Bahram at April 29, 2007 02:55 AM [permalink]:

Do you remember that comment on British TV that one of the sailors told the reporters that Iranians were measuring them one day and they were so scared because they thought they were measuring them for a coffin!? I guess it's a good looking coffin after all.

Thanks for your article

Arash Rajaeeyan at May 2, 2007 07:10 AM [permalink]:

as far as I know they were made by Hakupian.
I usually buy suits with Hakupian and E-CUT brand.
they are both very good specially Hakupian.
I had four Italian and German suits with well known brands and my Hakupian suits are much better than all of them.
also Hakupian is using different material and you should be careful when choosing the suits not buy those made with chines material.

maziar at May 10, 2007 12:23 AM [permalink]:

You must be joking. Those look like flashy suits that pimps wear! Then agin pimping for the mollas is how the rich make their money in the Mollas Republic...

Sampanna Shastry at May 29, 2007 06:44 AM [permalink]:

Ya Its really nice to read the article,

I wanna know what additional features that we can add toTailoring Shopee to attract more customers as compaired to Ready Made garments.

In short,How to attract custmers to TAILORED GARMENTS as compared to Ready Made Garments?

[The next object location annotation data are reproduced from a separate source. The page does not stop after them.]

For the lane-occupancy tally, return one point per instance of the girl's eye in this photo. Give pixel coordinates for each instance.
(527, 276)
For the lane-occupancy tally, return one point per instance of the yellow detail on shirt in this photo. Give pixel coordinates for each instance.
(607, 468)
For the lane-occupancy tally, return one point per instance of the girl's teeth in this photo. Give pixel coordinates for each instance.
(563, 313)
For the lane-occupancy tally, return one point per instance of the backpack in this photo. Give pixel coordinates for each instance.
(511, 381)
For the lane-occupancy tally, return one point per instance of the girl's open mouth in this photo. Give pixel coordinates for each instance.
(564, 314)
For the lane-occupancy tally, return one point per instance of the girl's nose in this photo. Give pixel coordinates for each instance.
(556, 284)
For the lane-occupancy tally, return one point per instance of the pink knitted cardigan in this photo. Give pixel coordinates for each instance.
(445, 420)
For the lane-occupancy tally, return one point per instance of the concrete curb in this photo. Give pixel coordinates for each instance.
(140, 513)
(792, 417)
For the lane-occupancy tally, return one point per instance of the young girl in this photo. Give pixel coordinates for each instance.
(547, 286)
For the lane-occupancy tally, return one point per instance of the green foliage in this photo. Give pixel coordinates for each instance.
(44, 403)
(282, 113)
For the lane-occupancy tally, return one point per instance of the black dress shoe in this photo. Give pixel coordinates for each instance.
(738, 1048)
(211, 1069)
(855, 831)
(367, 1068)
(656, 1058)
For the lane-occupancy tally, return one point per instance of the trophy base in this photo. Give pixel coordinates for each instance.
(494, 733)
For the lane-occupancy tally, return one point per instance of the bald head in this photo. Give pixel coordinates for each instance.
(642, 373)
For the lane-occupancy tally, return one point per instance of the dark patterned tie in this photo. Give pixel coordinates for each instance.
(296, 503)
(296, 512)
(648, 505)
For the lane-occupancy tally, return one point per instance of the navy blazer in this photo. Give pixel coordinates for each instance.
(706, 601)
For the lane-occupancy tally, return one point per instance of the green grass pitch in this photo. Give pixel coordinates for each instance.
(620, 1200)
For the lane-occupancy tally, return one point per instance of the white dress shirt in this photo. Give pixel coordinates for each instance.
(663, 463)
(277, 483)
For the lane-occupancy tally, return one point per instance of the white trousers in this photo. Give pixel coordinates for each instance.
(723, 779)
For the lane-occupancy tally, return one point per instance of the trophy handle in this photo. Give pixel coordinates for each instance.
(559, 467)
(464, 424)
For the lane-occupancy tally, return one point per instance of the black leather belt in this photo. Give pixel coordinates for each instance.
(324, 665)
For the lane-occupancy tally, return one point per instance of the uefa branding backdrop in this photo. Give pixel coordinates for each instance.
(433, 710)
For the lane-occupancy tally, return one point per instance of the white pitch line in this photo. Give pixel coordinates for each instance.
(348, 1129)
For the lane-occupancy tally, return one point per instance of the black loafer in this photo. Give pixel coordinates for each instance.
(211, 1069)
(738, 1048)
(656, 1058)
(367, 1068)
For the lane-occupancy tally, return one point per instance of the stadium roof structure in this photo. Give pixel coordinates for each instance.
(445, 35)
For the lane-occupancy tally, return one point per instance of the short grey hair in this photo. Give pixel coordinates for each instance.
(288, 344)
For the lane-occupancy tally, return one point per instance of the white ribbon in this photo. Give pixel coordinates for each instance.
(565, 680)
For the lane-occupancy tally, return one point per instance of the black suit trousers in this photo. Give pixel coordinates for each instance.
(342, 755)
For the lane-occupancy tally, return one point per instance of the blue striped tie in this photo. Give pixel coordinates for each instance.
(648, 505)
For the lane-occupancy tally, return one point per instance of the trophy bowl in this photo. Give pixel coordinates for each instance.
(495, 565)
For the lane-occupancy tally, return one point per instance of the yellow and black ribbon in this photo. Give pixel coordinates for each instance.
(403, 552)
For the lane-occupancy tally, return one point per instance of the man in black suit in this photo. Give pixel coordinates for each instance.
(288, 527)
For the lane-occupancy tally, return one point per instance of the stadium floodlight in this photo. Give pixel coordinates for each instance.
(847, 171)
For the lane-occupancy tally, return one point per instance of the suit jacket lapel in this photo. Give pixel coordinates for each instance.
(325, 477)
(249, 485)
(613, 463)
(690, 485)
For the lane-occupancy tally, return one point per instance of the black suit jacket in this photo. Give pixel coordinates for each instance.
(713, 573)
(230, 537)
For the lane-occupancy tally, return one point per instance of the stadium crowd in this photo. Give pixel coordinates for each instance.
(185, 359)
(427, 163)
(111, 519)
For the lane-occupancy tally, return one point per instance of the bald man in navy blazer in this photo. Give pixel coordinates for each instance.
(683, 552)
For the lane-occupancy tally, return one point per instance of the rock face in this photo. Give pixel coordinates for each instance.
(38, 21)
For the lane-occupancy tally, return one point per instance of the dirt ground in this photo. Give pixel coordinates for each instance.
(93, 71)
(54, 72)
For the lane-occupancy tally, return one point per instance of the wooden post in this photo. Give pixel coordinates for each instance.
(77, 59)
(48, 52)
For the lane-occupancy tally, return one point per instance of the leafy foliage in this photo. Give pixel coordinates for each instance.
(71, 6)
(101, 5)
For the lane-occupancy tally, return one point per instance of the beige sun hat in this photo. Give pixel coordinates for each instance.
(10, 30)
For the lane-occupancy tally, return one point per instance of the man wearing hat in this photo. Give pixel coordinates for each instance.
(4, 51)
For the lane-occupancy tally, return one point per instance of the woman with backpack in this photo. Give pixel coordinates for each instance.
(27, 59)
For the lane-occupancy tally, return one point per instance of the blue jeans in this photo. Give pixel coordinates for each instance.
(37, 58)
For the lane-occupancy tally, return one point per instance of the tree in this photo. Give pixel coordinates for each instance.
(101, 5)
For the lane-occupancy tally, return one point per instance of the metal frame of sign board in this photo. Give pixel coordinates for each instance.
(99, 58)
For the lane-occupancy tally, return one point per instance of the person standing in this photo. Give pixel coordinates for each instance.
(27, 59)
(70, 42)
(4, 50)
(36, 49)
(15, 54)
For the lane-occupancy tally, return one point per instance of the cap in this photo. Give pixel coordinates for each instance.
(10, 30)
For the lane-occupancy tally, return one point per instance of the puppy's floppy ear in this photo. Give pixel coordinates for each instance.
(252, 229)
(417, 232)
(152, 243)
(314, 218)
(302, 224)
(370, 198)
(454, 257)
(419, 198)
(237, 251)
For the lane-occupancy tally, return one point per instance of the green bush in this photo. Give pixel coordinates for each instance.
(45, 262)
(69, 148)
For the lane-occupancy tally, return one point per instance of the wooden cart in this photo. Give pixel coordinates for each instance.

azin at July 8, 2007 11:41 PM [permalink]:

can someone pleas give me the address of the website, i couldnt find the hakupian's website. thank you

A Reader at September 12, 2007 07:23 PM [permalink]:

Had not visited this site for a along time. AIS (Apparently Iranian Student) still insults people who do not agree with his fanatic ideas. The amount of time and energy he (she?) spends for this is amazing! Let the discussions be more free man!